General Motors doesn’t need to form a new joint venture to produce lower-priced electric vehicles. It already has Shanghai General Motors Wuling Automobile, a three-way venture between SAIC, GM and Liuzhou Wuling Motor Co.

Established in 2002, the partnership produces the Baojun brand of vehicles, including the Baojun E100, a small EV. GM just announced it has extended the E100’s range from 155 km to 200 km (96 miles to 124 miles) and expanded sales to another city. The E100 starts at RMB46,800 ($7,308 at current exchange rates) after national and local government subsidies.  

GM SAIC, the automaker’s main passenger-car JV in China, produces the Cadillac CT6 Plug-in and Buick VELITE 5 extended-range EV. VELITE is the name GM uses in China for the Chevy Volt.

Like all foreign automakers in China, GM has announced an aggressive electrified model launch schedule. It is “on track” to deliver 10 new-energy vehicles in China between 2016 and 2020, and “will maintain momentum by doubling the number of new energy vehicles available” between 2021 and 2023, the automaker says in a press release.

All automakers’ numbers should be taken with a grain of salt, says Laprise, who previously was a China auto analyst for investment research group CLSA. 

Beijing threw a monkey wrench into foreign automakers’ planning by announcing in April that it would allow 100% foreign ownership of companies producing EVs.
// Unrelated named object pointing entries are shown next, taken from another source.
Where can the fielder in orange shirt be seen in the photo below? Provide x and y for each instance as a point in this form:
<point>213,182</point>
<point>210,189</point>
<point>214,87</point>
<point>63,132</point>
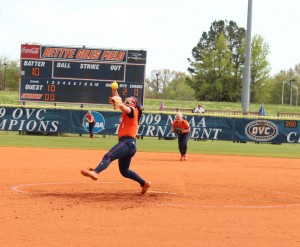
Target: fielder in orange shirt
<point>182,128</point>
<point>125,149</point>
<point>89,118</point>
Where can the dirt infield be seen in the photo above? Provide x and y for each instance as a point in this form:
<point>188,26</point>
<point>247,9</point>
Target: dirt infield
<point>204,201</point>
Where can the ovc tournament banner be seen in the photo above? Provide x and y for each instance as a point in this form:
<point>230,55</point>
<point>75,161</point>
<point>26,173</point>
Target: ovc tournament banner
<point>152,125</point>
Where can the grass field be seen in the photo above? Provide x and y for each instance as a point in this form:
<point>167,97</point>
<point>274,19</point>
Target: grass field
<point>152,105</point>
<point>152,144</point>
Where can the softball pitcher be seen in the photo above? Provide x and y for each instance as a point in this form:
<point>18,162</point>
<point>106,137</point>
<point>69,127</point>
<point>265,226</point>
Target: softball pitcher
<point>125,149</point>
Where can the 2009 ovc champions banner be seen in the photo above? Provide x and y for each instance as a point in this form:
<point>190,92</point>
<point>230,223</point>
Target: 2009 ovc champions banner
<point>153,125</point>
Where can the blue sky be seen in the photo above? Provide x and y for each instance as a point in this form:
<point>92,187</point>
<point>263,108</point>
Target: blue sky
<point>167,29</point>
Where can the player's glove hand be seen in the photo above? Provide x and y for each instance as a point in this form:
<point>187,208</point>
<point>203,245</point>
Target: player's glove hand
<point>117,102</point>
<point>177,130</point>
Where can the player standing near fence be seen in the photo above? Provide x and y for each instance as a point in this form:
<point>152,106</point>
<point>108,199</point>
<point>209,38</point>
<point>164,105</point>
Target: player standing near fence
<point>89,118</point>
<point>125,149</point>
<point>182,128</point>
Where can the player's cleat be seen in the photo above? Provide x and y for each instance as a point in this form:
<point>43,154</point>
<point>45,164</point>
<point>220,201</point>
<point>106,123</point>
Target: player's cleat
<point>146,186</point>
<point>90,173</point>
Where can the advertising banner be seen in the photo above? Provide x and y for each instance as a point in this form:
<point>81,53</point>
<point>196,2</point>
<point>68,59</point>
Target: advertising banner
<point>152,125</point>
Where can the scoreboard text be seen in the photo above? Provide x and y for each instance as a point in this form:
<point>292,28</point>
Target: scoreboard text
<point>80,75</point>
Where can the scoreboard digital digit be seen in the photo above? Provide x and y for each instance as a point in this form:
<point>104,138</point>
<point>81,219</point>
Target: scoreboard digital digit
<point>80,75</point>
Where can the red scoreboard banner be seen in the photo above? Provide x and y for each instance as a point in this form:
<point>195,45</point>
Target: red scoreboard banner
<point>80,75</point>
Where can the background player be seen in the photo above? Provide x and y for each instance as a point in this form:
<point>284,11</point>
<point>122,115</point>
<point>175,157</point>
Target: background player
<point>181,127</point>
<point>89,118</point>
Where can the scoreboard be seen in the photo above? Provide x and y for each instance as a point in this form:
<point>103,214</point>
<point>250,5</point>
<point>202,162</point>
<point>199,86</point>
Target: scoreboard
<point>79,74</point>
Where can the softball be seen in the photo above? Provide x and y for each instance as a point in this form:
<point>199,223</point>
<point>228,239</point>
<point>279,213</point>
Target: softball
<point>114,85</point>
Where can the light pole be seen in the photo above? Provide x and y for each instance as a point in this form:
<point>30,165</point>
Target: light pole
<point>4,76</point>
<point>291,91</point>
<point>157,84</point>
<point>247,68</point>
<point>291,82</point>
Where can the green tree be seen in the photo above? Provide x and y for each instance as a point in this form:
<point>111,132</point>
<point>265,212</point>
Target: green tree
<point>218,62</point>
<point>216,67</point>
<point>159,79</point>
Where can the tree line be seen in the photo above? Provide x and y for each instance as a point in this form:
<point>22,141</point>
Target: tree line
<point>215,71</point>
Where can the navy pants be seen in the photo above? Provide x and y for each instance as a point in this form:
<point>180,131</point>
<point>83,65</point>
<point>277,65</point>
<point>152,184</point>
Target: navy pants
<point>182,142</point>
<point>124,150</point>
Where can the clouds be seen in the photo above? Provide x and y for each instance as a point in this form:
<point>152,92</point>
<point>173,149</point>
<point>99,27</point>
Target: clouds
<point>167,29</point>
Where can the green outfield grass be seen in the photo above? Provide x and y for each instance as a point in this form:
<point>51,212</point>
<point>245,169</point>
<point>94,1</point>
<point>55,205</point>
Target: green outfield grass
<point>152,105</point>
<point>152,144</point>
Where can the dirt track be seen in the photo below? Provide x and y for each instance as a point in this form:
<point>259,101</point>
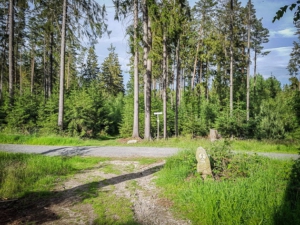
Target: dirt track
<point>115,151</point>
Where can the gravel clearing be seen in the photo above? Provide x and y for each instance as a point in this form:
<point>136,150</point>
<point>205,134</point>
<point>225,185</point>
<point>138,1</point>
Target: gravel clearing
<point>131,151</point>
<point>123,152</point>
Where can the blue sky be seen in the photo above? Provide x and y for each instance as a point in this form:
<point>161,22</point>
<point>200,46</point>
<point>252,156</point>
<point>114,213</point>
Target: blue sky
<point>280,41</point>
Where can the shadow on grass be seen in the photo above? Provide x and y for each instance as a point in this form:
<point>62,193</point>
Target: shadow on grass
<point>289,212</point>
<point>34,208</point>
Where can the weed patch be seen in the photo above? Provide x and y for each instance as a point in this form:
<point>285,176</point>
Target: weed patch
<point>246,190</point>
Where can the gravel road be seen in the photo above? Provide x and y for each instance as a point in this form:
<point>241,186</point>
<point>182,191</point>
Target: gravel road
<point>107,151</point>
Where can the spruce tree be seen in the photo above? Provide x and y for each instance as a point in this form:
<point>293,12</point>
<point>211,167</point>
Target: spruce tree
<point>111,78</point>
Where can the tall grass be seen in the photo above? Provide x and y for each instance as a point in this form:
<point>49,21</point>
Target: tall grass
<point>254,192</point>
<point>24,173</point>
<point>177,142</point>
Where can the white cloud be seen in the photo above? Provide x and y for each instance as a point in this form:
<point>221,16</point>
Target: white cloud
<point>286,33</point>
<point>275,63</point>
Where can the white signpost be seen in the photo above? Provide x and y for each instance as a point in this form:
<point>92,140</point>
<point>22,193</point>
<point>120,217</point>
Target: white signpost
<point>157,114</point>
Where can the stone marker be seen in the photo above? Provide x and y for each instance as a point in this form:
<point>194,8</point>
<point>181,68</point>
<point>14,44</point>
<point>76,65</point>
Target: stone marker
<point>214,135</point>
<point>131,141</point>
<point>203,166</point>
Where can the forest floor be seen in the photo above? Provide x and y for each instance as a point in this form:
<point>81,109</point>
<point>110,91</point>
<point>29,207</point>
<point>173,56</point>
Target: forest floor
<point>66,204</point>
<point>124,178</point>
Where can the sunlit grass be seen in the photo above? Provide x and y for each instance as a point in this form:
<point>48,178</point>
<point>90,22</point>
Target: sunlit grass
<point>256,198</point>
<point>280,146</point>
<point>24,173</point>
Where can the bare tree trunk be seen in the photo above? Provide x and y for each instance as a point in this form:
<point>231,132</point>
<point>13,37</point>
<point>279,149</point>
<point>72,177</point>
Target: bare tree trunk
<point>248,57</point>
<point>135,132</point>
<point>255,58</point>
<point>20,81</point>
<point>62,67</point>
<point>68,72</point>
<point>147,75</point>
<point>177,88</point>
<point>207,79</point>
<point>11,52</point>
<point>51,65</point>
<point>32,70</point>
<point>165,82</point>
<point>231,58</point>
<point>195,62</point>
<point>45,70</point>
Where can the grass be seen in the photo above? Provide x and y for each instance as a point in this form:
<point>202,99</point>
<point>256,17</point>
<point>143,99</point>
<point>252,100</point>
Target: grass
<point>253,190</point>
<point>279,146</point>
<point>110,209</point>
<point>21,174</point>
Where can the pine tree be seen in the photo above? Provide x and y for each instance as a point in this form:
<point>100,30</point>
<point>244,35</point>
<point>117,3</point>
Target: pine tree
<point>294,62</point>
<point>90,68</point>
<point>111,78</point>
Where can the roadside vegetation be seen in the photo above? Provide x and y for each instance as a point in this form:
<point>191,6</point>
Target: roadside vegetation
<point>183,142</point>
<point>244,189</point>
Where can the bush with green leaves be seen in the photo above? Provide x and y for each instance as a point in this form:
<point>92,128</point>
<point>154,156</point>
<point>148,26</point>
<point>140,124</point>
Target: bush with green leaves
<point>22,117</point>
<point>277,116</point>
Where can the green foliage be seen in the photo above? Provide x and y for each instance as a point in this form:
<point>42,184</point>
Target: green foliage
<point>197,114</point>
<point>277,117</point>
<point>220,157</point>
<point>254,192</point>
<point>85,113</point>
<point>111,78</point>
<point>48,114</point>
<point>23,116</point>
<point>22,174</point>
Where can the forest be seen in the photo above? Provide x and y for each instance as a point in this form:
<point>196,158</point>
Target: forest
<point>190,63</point>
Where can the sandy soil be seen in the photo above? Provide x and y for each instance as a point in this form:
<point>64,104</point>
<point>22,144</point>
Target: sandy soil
<point>65,205</point>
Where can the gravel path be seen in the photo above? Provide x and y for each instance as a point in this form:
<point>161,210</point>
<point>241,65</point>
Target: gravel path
<point>108,151</point>
<point>91,150</point>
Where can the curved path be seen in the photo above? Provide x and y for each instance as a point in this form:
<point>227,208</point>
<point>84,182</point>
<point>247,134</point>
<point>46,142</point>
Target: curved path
<point>115,151</point>
<point>102,151</point>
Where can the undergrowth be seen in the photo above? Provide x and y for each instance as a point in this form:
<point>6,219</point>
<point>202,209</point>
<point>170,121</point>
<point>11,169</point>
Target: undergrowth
<point>21,174</point>
<point>245,190</point>
<point>281,146</point>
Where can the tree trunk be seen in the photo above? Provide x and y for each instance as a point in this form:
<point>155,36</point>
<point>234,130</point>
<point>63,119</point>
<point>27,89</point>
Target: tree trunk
<point>195,62</point>
<point>147,75</point>
<point>20,73</point>
<point>177,88</point>
<point>62,68</point>
<point>11,52</point>
<point>248,62</point>
<point>32,70</point>
<point>135,132</point>
<point>45,70</point>
<point>51,65</point>
<point>231,58</point>
<point>165,82</point>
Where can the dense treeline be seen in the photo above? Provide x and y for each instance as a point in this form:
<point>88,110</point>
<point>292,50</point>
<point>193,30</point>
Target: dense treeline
<point>192,64</point>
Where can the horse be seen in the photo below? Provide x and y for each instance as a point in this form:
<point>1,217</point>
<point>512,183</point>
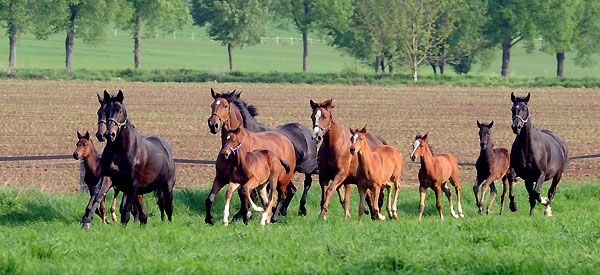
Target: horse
<point>379,168</point>
<point>254,170</point>
<point>434,173</point>
<point>536,155</point>
<point>138,164</point>
<point>336,164</point>
<point>85,150</point>
<point>229,112</point>
<point>492,164</point>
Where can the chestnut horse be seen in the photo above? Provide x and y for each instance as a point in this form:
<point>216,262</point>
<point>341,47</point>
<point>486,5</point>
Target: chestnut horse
<point>138,164</point>
<point>434,173</point>
<point>492,164</point>
<point>536,155</point>
<point>254,170</point>
<point>85,150</point>
<point>336,164</point>
<point>230,112</point>
<point>376,169</point>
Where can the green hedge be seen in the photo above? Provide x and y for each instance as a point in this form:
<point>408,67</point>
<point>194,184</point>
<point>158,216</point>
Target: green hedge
<point>345,77</point>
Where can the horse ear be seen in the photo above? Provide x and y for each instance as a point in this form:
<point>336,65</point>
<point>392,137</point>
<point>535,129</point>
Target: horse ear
<point>119,98</point>
<point>364,130</point>
<point>106,96</point>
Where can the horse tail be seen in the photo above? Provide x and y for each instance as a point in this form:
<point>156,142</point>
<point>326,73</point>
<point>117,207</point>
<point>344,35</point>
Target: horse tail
<point>310,166</point>
<point>285,165</point>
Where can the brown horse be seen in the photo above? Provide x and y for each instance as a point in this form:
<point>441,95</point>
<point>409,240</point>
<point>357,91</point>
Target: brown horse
<point>376,169</point>
<point>336,164</point>
<point>91,159</point>
<point>434,173</point>
<point>254,170</point>
<point>226,112</point>
<point>492,164</point>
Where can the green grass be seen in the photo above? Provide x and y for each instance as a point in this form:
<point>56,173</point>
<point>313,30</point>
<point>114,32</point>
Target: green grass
<point>40,233</point>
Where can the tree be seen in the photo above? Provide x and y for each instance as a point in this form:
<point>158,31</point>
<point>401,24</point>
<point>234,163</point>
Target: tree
<point>166,15</point>
<point>511,21</point>
<point>304,14</point>
<point>235,23</point>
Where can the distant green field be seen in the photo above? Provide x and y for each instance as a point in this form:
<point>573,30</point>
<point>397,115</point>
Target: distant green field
<point>40,233</point>
<point>163,51</point>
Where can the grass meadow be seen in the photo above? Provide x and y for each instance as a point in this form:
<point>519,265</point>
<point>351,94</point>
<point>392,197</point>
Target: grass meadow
<point>40,234</point>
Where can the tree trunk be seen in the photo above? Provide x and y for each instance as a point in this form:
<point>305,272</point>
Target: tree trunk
<point>506,45</point>
<point>137,38</point>
<point>230,52</point>
<point>70,37</point>
<point>12,37</point>
<point>560,63</point>
<point>305,54</point>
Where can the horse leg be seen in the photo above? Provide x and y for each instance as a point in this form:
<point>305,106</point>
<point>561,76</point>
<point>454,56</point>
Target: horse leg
<point>361,205</point>
<point>218,184</point>
<point>493,193</point>
<point>448,193</point>
<point>232,187</point>
<point>307,184</point>
<point>532,198</point>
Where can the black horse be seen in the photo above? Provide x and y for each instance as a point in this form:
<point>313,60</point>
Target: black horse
<point>138,165</point>
<point>536,155</point>
<point>299,135</point>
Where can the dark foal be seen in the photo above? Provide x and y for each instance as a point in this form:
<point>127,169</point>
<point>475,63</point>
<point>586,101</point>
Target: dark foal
<point>138,164</point>
<point>536,155</point>
<point>492,164</point>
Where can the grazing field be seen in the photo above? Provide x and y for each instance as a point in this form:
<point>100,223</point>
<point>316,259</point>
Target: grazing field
<point>40,229</point>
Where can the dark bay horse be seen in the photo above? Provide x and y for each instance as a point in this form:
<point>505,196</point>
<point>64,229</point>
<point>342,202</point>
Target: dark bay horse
<point>255,169</point>
<point>85,150</point>
<point>536,155</point>
<point>492,164</point>
<point>336,164</point>
<point>230,112</point>
<point>137,164</point>
<point>380,168</point>
<point>434,173</point>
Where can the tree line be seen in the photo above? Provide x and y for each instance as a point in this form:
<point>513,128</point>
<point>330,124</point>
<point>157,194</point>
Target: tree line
<point>383,33</point>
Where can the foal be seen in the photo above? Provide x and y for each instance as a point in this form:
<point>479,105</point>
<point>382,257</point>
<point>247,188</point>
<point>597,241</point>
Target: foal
<point>492,164</point>
<point>254,170</point>
<point>434,173</point>
<point>86,151</point>
<point>376,169</point>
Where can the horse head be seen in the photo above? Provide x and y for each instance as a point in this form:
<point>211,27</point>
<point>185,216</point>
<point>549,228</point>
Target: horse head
<point>322,119</point>
<point>520,112</point>
<point>358,140</point>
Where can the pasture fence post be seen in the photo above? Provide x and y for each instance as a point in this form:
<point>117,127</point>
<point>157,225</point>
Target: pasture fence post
<point>82,185</point>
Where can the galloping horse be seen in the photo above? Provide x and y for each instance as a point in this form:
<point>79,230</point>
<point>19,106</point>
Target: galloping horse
<point>230,112</point>
<point>137,164</point>
<point>492,164</point>
<point>536,155</point>
<point>434,173</point>
<point>336,164</point>
<point>85,150</point>
<point>255,169</point>
<point>376,169</point>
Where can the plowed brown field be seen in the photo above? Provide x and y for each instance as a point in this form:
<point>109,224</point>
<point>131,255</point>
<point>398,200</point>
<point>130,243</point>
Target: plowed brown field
<point>41,118</point>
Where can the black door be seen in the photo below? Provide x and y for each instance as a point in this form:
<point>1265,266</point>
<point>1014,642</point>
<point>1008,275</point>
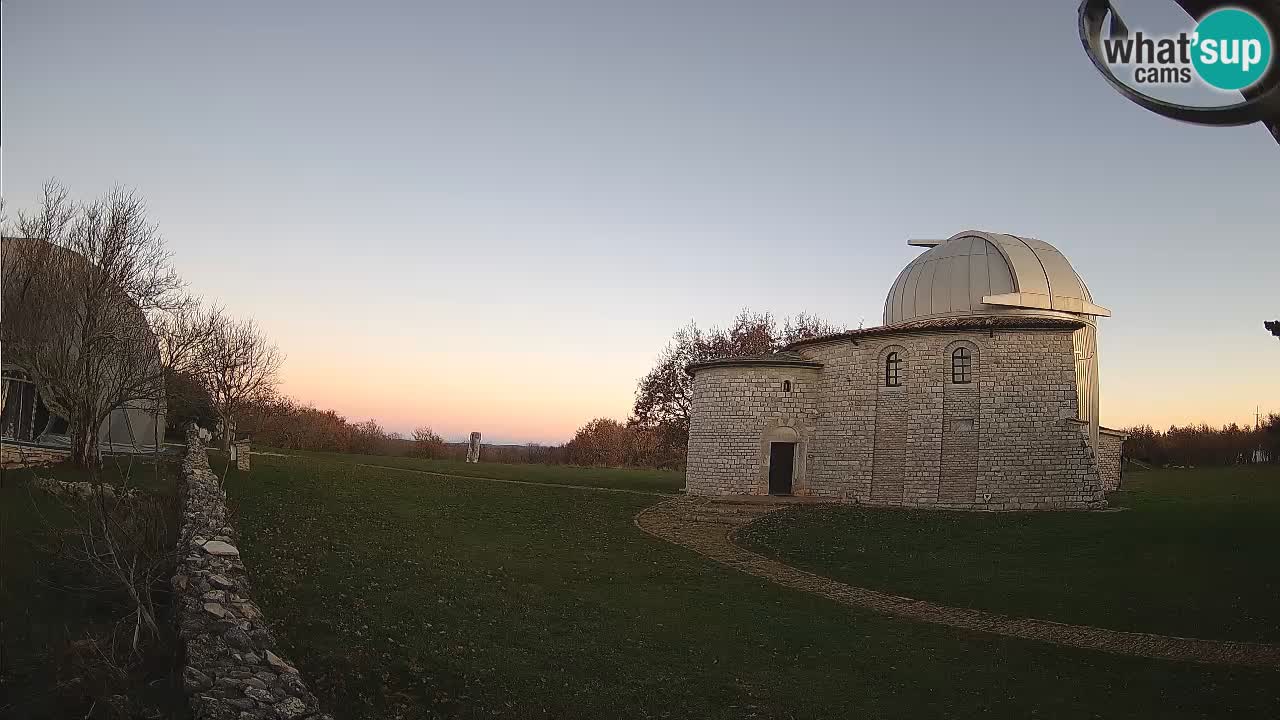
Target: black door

Previously foreign automakers could own only 50% of a company producing automobiles for the domestic market.

While foreign OEMs have reaffirmed their commitments to their local partners, they would like to have wholly owned EV plants in China, says Laprise. “They are struggling with how to form these companies,” he says.

He also expects Beijing to modify its EV targets and policies.

The bottom line is that the best laid plans in China often change.